Simply adding capabilities isn’t the solution; what’s truly needed is a unified operational philosophy. Kubernetes highlighted this principle. It didn’t only address the question of “how do we run containers?” but also tackled “how do we implement changes safely in active systems?” The community developed these essential patterns, strengthened them, and established them as standard practices.

Currently, AI infrastructure is still in a somewhat chaotic phase. The transition from distinguishing between “working” and “broken” systems to evaluating “good answers” versus “bad answers” presents a unique operational challenge. This won’t be resolved just through more tools; instead, it requires an open-source collaborative effort to create shared interfaces and harness community momentum, leading to well-documented and repeatable practices.

That’s our direction. Since my last update during KubeCon + CloudNativeCon North America 2025, we’ve continued to invest in open-source AI infrastructure, networking, observability, storage, multi-cluster operations, and cluster lifecycle management. At the upcoming KubeCon + CloudNativeCon Europe 2026 in Amsterdam, we’re excited to announce progress towards bringing Kubernetes’ operational maturity into the modern workloads of today.

Creating an Open Source Foundation for AI on Kubernetes

The merging of AI with Kubernetes infrastructure reveals that the challenges in both areas are increasingly interconnected. Much of our recent work has focused on establishing foundational tools that make GPU-supported workloads a vital part of the cloud-native landscape.

On the scheduling front, Microsoft has partnered with industry leaders to promote open standards for managing hardware resources. Some key achievements this cycle include:

• Dynamic Resource Allocation (DRA) is now widely available, including the release of the DRA example driver and DRA Admin Access.
• Workload Aware Scheduling for Kubernetes 1.36 incorporates DRA support within the Workload API and integrates with KubeRay, simplifying how developers can request and manage high-performance infrastructure for training and inference.
• DRANet has gained compatibility for Azure RDMA Network Interface Cards (NICs), enhancing network resource management for high-performance hardware, thereby optimizing training performance.

Beyond scheduling, we’ve been improving the tools essential for deploying, managing, and securing AI workloads on Kubernetes:

• AI Runway is a fresh open-source initiative offering a shared Kubernetes API for inference workloads, streamlining model deployment management. It comes with a user-friendly web interface so that those who aren’t familiar with Kubernetes can deploy a model easily, along with built-in HuggingFace model discovery, GPU memory fit indicators, real-time cost estimates, and compatibility with NVIDIA Dynamo, KubeRay, llm-d, and KAITO.
• HolmesGPT has joined the Cloud Native Computing Foundation (CNCF) as a Sandbox project, adding automatic troubleshooting features to the shared cloud-native tooling ecosystem.
• Dalec, a newly-integrated CNCF project, outlines declarative specifications for crafting system packages and producing minimal container images.

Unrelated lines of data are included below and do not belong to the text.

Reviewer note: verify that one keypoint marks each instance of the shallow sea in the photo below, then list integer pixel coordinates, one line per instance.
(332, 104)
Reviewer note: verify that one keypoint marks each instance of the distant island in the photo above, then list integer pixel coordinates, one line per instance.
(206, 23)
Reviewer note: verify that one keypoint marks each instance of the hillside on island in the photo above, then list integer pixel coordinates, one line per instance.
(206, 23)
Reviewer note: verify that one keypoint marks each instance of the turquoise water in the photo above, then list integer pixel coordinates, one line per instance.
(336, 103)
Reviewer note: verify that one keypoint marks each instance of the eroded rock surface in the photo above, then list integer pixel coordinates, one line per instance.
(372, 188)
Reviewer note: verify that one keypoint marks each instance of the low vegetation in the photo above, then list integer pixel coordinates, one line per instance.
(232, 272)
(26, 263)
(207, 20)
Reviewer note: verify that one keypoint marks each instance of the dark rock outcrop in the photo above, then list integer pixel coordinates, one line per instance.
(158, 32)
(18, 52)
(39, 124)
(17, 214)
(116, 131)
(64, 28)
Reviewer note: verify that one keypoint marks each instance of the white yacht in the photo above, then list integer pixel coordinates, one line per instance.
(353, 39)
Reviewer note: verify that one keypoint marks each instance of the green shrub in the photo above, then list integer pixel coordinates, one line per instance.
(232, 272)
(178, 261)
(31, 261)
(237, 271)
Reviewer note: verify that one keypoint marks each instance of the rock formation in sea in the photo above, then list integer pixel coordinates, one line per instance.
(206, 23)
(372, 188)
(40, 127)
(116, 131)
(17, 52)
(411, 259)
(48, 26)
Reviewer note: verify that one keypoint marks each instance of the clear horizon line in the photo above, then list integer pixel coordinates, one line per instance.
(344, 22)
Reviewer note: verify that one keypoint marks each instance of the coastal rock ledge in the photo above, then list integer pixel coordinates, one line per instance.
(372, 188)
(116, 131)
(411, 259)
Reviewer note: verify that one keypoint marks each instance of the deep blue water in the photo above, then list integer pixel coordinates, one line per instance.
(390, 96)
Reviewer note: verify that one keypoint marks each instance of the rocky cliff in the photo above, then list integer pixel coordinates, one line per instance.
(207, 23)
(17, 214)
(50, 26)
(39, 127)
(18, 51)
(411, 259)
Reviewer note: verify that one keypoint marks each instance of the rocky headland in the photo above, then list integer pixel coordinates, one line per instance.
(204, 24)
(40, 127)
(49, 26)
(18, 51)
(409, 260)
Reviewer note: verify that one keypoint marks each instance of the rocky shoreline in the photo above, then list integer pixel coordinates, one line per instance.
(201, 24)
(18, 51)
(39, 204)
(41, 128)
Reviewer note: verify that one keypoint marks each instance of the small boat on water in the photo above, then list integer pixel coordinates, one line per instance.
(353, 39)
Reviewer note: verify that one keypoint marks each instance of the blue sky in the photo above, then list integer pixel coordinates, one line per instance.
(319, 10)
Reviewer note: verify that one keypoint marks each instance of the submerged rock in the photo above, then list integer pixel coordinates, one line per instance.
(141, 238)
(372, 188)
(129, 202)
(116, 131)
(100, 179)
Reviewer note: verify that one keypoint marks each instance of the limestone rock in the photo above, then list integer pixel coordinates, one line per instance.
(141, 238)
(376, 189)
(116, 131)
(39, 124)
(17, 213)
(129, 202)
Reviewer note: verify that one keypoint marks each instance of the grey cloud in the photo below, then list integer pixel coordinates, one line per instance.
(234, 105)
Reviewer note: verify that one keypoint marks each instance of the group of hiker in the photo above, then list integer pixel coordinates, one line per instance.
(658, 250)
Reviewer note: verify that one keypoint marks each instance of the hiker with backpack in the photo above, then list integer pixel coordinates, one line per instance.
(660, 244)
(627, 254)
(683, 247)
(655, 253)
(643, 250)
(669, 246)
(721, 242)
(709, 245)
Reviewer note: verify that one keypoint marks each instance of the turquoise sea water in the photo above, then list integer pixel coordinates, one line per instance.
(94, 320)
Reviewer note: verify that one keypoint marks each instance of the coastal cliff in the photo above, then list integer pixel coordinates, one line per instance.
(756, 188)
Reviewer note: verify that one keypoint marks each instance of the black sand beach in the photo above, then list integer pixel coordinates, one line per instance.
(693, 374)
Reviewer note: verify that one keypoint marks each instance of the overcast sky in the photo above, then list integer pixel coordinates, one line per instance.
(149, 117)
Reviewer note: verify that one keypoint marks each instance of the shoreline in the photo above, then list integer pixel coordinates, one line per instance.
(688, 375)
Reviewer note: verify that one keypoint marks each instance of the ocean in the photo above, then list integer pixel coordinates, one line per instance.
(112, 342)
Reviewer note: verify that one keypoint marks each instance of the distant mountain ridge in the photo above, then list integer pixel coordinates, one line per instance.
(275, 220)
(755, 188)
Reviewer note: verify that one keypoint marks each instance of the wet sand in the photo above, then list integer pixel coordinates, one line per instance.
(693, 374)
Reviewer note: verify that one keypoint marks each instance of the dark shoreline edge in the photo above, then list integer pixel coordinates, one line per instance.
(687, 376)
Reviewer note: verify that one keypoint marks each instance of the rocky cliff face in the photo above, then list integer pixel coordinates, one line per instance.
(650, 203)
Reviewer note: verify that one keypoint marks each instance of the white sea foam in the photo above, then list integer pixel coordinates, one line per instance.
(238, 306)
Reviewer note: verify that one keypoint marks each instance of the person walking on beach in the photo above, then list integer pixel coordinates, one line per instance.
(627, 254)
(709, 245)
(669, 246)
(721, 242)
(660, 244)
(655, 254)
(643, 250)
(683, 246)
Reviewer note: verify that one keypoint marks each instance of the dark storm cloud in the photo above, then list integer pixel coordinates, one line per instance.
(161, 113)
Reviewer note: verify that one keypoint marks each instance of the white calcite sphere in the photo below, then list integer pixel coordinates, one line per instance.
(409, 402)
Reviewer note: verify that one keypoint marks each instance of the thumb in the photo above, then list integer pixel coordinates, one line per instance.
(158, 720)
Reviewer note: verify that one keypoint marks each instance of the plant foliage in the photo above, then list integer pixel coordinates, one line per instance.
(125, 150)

It supports SBOM generation and provenance verification, helping organizations reduce vulnerabilities when managing AI workloads on a large scale.
• Cilium received significant contributions from Microsoft this cycle, including native mTLS ztunnel support for secure workload communication, Hubble metrics cardinality controls for managing observability costs, and flow log aggregation to conserve storage volume, alongside two merged Cluster Mesh Cilium Feature Proposals (CFPs) aimed at advancing cross-cluster networking.

What’s New in Azure Kubernetes Service

In addition to our upstream efforts, I’m pleased to reveal fresh enhancements in Azure Kubernetes Service (AKS), focusing on networking and security, observability, multi-cluster operations, storage, and lifecycle management for clusters.

Transitioning from IP-based Controls to Identity-aware Networking

As Kubernetes deployments become more distributed, relying on IP-based networking becomes increasingly complicated: visibility diminishes, security policies become cumbersome to audit, and ensuring encrypted workload communication historically required either a complete service mesh or considerable custom development. This cycle, our networking updates aim to streamline this by shifting security and traffic intelligence to the application layer, where they have real impact and are easier to manage.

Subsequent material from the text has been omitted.